第88話 幕間12 (調千里)その2

「仲間に入れてほしい? どうして?」


 蒸し暑い夏の日に、美桜から困った事になったと連絡があった。どうしたのかと心配になり会ったのだが、開口一番に仲間は募集してないかと聞かれたのだ。


「実は、先日探索者協会で登録してきたんですけど、その時に得たスキルに問題がありまして……」


 美桜の話によると、昨今の時流に乗り、大学にある探索者サークルに入ったらしく、早速ダンジョンでスキルを得たそうだ。

 探索者サークルにはある種の伝統があり、それはサークル員の前で自分の得たスキルを発表するというものだった。

 今回は法の改正に伴い、多くの人が探索者サークルに加入した事で当日の発表とはならなかったが、後日発表した際に騒ぎになったそうだ。


「……治癒魔法のスキルを持っちゃったの?」


「……うん」


 千里も以前は欲しいと思っていたスキルだ。

 だが、そのスキル所持者の扱いを知ると、その考えも変わった。

 治癒魔法スキル持ちは大企業の会社経営者、政治家や社会的地位のある所謂上級国民から、暴力団や半グレなどの反社会勢力にまで狙われる恐れのあるスキルだ。

 体の不調を治すというのは誰もが求めるものであり、それは地位が高い者ほど強い傾向にある。

 そして、その力は金になると反社会勢力に狙われる原因にもなっていた。


 自分で身を守れるなら問題ない。

 いくら暴力を生業にしている者でも、ダンジョン30階を突破するような、プロの探索者を相手にしたくないと敬遠するだろう。

 だが、美桜はそうではない。

 まだ登録したばかりの一般人だ。

 力尽くでどうにでもする事ができる。


 ならば、希望する企業と契約すれば良いのではないかと言われるが、残念ながらそうはならない。

 身の安全は守られても、その契約した企業でひたすらに治癒魔法を使い続けるという仕事が待っている。酷い時には、契約した企業の社長宅に住まわされ、付きっきりで魔法の使用を求められる事もあるそうだ。


 まだ自由を謳歌したい美桜にとって、それは拒否したいものだった。


 だからこそ、治癒魔法スキルを得た人物はパーティメンバー以外には口外しない。

 美桜も知っていれば、無難なスキルを言ってお茶を濁しただろうが、その知識がなかったせいで大勢の前で公表してしまったのだ。


 千里もまさか友人が治癒魔法スキルを得るとは思っていなかったので、注意はしていなかった。
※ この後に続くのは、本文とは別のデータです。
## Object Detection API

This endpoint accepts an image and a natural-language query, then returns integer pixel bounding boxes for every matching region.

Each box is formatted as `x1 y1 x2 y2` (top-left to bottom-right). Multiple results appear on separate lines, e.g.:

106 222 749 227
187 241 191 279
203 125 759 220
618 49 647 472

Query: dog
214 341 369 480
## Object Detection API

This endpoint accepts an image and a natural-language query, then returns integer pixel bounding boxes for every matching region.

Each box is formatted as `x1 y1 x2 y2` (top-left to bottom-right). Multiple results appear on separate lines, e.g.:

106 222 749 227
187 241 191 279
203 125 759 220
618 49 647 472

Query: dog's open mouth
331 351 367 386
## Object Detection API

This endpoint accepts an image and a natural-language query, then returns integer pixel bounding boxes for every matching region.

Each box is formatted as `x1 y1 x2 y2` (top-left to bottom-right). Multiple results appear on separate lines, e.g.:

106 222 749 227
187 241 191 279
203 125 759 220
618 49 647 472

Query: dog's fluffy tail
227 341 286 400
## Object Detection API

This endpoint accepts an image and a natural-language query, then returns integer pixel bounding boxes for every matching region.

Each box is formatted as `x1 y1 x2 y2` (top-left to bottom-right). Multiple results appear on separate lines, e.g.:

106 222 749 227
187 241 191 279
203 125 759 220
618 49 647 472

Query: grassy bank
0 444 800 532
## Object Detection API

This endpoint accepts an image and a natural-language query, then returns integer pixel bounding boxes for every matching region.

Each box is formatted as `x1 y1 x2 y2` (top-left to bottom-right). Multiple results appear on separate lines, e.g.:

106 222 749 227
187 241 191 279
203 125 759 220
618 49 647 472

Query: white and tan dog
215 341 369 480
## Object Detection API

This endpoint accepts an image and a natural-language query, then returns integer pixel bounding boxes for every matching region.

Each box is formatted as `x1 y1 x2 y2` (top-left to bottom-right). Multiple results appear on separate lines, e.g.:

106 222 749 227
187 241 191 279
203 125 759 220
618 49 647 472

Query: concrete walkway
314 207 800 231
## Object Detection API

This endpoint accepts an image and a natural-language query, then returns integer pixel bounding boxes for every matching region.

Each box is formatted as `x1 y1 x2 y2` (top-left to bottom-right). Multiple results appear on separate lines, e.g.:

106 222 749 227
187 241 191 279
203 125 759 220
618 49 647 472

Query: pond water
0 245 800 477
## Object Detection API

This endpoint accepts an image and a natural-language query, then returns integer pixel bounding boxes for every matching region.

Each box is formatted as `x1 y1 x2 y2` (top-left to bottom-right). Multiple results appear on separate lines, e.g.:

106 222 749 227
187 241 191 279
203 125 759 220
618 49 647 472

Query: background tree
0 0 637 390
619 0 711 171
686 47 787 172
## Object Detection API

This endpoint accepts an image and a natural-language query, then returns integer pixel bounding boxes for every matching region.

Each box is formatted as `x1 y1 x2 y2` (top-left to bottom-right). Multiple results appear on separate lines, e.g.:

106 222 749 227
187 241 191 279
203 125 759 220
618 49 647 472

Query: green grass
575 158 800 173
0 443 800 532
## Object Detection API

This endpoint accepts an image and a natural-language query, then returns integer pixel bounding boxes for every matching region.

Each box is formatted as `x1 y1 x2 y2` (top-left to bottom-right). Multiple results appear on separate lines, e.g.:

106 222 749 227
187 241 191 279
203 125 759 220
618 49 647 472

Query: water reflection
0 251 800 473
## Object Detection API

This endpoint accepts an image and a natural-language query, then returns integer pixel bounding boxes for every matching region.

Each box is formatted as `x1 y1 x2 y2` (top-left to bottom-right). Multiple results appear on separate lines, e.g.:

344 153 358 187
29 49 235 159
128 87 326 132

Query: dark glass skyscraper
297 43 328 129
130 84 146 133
 それほどに、一万人に一人と言われている治癒魔法スキルは貴重なのだ。


 そんな貴重なスキルを持った美桜が、身を守る方法は三つ。

 一つは先に述べたように、自身が強くなる事。

 二つ目は、30階を超えたプロの探索者パーティに所属する事。

 三つ目が、自分の要望に合う契約先を見つけて保護してもらう事だ。


 このなかで美桜が選択したのは、二つ目のプロの探索者パーティに所属する事だった。

 自身が強くなるには時間が足りず、契約先を見つけようにもそういう伝手が無い。なので、もう直ぐ30階に挑戦すると言っていた千里を頼ったのだ。


「分かった。皆に相談してみる」


 友人を助けるために千里は行動する。





「話は分かったけど、正直今のままだと厳しいだろうね」


 メンバーが揃う前にリーダーの東風と兄の元に話したのだが、回答はあまり良くなかった。
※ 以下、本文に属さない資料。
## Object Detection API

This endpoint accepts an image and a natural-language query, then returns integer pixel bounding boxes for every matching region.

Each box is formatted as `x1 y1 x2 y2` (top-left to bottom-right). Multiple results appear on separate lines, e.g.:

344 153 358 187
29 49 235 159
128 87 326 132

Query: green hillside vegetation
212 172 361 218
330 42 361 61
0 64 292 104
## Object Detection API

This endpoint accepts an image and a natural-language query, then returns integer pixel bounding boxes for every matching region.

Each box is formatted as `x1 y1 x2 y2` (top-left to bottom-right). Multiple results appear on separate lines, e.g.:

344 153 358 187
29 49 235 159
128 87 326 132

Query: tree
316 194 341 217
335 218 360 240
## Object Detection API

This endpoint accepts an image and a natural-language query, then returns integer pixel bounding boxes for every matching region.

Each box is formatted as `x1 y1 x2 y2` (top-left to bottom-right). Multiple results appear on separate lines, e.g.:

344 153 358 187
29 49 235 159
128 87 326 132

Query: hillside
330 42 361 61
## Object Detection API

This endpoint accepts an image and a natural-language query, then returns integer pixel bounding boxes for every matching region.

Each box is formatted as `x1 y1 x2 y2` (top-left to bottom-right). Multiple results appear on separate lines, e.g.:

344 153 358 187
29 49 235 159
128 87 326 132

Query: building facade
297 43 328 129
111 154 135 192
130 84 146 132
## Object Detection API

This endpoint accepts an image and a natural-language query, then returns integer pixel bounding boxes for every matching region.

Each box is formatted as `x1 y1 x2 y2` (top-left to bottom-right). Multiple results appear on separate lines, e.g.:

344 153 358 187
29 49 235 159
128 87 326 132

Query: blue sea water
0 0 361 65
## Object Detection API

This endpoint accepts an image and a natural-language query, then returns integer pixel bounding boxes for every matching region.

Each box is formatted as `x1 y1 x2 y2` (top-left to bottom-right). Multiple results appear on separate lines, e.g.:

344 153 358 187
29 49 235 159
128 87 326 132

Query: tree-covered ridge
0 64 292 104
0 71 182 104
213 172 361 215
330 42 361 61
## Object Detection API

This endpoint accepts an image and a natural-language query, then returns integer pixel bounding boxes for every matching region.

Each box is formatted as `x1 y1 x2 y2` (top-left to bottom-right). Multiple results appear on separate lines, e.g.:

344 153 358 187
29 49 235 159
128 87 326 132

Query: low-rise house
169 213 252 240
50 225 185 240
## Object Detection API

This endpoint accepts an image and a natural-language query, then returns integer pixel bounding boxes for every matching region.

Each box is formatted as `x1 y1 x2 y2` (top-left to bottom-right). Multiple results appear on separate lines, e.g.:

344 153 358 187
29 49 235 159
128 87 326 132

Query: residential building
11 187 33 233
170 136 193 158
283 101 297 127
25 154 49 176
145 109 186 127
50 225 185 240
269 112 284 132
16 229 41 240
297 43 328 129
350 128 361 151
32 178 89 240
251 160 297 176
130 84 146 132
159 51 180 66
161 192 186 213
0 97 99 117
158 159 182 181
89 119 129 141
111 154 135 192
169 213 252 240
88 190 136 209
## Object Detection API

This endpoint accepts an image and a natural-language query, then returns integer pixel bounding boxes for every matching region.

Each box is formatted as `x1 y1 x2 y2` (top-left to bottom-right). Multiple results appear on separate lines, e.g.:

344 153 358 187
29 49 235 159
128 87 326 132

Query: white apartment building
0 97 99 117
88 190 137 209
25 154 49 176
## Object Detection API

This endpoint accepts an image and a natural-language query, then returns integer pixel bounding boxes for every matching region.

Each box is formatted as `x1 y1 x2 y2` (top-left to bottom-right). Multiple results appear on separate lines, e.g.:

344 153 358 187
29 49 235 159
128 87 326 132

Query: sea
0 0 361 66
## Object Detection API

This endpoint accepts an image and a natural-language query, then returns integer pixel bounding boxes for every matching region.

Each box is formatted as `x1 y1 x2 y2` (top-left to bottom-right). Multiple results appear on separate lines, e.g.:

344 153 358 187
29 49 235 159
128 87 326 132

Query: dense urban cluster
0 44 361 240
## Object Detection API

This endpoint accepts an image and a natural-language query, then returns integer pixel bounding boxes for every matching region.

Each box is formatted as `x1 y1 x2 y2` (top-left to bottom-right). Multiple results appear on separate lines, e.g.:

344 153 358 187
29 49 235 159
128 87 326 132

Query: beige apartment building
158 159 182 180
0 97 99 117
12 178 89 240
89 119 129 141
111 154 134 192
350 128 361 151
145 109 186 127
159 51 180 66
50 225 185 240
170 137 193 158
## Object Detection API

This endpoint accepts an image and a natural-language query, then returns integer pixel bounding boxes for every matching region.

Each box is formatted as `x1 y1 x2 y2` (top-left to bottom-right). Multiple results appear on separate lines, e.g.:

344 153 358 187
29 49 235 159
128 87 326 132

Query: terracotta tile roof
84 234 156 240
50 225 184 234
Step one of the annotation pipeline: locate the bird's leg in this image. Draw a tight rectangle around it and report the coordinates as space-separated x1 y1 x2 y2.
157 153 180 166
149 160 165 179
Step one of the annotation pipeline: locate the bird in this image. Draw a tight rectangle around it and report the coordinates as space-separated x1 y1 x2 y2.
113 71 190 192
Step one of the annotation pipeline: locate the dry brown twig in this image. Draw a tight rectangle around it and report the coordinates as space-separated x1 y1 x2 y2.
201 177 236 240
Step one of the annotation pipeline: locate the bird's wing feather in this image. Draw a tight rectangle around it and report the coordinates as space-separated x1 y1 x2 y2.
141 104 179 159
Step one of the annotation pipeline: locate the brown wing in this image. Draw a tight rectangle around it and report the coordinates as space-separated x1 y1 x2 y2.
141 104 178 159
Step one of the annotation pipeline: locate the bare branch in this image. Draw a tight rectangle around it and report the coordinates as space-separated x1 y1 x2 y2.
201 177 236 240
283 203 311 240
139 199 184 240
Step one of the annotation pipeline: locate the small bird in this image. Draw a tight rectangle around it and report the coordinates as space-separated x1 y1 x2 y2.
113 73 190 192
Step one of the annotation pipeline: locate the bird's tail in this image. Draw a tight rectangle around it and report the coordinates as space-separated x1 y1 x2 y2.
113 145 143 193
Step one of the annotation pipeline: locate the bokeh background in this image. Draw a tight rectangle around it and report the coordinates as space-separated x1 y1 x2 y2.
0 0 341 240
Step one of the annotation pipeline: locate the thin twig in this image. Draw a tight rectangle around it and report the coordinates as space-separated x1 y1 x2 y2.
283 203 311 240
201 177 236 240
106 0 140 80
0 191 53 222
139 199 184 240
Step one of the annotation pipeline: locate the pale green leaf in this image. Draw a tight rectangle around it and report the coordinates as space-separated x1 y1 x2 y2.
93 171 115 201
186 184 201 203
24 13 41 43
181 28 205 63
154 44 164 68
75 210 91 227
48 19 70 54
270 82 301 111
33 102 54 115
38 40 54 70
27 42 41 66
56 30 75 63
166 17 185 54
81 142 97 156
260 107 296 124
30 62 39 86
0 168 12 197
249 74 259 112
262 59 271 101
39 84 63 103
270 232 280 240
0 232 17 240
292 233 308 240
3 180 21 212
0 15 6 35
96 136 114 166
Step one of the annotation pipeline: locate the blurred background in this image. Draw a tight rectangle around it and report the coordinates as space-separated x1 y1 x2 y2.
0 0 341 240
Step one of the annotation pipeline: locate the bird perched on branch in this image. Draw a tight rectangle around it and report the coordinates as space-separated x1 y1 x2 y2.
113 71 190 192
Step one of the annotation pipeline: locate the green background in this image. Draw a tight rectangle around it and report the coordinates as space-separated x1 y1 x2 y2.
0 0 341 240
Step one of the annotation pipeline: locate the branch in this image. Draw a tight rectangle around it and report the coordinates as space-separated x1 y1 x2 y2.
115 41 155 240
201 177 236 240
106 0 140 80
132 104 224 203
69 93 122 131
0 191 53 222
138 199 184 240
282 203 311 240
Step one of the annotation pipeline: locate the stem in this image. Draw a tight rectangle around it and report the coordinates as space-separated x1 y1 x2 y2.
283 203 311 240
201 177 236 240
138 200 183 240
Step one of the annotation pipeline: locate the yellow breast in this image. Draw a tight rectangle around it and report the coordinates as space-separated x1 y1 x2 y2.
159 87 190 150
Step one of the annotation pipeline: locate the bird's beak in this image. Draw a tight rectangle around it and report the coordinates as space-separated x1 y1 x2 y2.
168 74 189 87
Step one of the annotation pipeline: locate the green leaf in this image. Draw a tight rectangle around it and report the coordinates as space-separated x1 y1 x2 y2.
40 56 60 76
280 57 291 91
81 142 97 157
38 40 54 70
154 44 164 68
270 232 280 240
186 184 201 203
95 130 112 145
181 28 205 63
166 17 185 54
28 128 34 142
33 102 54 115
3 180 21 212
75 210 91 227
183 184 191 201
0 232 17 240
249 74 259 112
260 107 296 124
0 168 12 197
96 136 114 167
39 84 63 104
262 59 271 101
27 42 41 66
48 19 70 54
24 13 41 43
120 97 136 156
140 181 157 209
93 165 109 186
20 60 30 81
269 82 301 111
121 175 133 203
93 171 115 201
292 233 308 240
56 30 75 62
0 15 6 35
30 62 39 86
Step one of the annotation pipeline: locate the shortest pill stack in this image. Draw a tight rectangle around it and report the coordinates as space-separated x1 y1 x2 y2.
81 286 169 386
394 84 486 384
「どうしてです? 治癒魔法なら、レベルは低くても戦力にはなるんじゃないですか?」


「問題はその、えっと……」


「美桜です」


「そう、その美桜ちゃんじゃなくて、俺達にあるんだ。いずれ30階を突破するにしても、今はしてないわけじゃない。そんな俺達と一緒にいても防波堤にはなれないよ。せめて30階を突破した後じゃないと、きっと意味はない」


 それに、足手まといを連れて30階のボスには挑戦できない。これは言わなかったが、幾ら治癒魔法があっても実力がなければ、美桜だけでなく他のメンバーも危険にさらしてしまう。それはリーダーとして看過できない。


「千里、その美桜って子には待つように伝えてくれ。今加入するのは、その子のためにもならない」


 東風の意を汲んだ元は、千里に諭すように言うが、どうにも納得していないような表情だ。
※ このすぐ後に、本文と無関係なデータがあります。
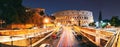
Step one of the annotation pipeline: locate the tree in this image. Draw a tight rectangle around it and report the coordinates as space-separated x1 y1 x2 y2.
110 16 120 27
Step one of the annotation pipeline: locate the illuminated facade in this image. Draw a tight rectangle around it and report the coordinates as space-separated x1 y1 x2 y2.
52 10 94 26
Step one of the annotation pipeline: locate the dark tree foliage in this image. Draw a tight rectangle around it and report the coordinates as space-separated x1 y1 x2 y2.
110 16 120 27
0 0 26 24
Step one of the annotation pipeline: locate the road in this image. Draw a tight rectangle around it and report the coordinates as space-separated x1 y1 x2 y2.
57 27 78 47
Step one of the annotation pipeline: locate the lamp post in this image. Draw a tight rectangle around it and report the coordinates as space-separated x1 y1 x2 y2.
10 36 13 47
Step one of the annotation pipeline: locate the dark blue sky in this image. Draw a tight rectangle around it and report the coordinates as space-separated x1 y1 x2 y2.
22 0 120 20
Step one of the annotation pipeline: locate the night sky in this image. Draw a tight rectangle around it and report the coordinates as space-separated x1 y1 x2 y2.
22 0 120 20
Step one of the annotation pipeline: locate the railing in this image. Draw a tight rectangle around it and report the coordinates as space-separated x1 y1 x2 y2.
104 31 120 47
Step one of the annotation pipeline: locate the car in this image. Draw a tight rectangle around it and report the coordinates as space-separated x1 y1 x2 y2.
39 43 50 47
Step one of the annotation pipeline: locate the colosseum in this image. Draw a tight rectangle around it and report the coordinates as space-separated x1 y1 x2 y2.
52 10 94 26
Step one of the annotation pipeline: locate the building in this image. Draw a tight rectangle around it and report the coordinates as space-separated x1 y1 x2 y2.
52 10 94 26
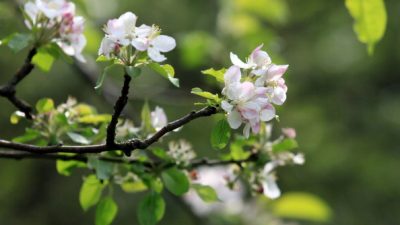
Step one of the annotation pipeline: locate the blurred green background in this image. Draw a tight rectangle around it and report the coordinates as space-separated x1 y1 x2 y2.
0 0 400 225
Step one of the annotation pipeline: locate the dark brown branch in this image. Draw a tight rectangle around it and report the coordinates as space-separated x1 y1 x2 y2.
0 150 258 170
106 74 132 147
0 106 217 154
0 48 37 119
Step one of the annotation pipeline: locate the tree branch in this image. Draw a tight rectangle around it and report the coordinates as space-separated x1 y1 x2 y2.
0 48 37 119
0 106 217 154
106 74 132 147
0 150 258 170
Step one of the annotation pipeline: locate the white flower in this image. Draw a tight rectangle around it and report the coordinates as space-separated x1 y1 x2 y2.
98 37 119 58
57 14 87 62
221 66 275 137
150 106 168 131
147 32 176 62
230 45 271 70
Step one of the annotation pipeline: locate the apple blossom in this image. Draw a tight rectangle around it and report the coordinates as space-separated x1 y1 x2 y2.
24 0 86 62
150 106 168 131
99 12 176 64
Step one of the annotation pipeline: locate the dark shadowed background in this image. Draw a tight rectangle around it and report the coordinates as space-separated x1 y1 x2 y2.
0 0 400 225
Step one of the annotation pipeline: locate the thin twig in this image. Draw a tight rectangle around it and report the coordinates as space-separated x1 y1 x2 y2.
106 74 132 147
0 48 37 119
0 106 217 154
0 150 258 170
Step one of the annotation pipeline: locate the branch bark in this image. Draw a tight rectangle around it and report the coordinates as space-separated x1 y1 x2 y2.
0 48 37 119
0 106 217 154
106 74 132 147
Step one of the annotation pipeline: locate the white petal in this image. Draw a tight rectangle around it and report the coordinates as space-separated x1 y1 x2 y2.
262 175 281 199
267 65 289 80
147 47 167 62
151 35 176 52
260 104 275 122
224 66 242 86
272 87 286 105
131 38 149 52
228 110 242 129
221 100 233 113
230 52 251 69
「仮で加入するのは駄目なんですか? 私も今年一杯で辞めますし、戦力の獲得は今のうちから始めていた方が良いと思いますけど」


「そうだけど、誰が面倒見るの? 千里ちゃんや騎士の場合は身内の元や武が見たけど、30階を目指す手前、そっちに割く人員はいないよ」


「私が行きます」


「無茶だ! お前のレベルとスキルじゃまだ早い!」


「元、落ち着け。 千里ちゃんもムキにならない。 何も美桜ちゃんが入るのを反対してるわけじゃない、治癒魔法使いなんて喉から手が出るほど欲しいからね。だから、少しだけ待ってほしいんだ。彼女に見合うパーティになるように、30階突破するからさ」


 ね、と落ち着いた声で言う東風の説得に、千里は渋々頷いた。




 この内容を美桜に話たところ、待つという返事をもらえた。

 サークル内で一応の口止めはしてくれているようで、まだ広まってはいないらしい。それも時間の問題ではあるようだが。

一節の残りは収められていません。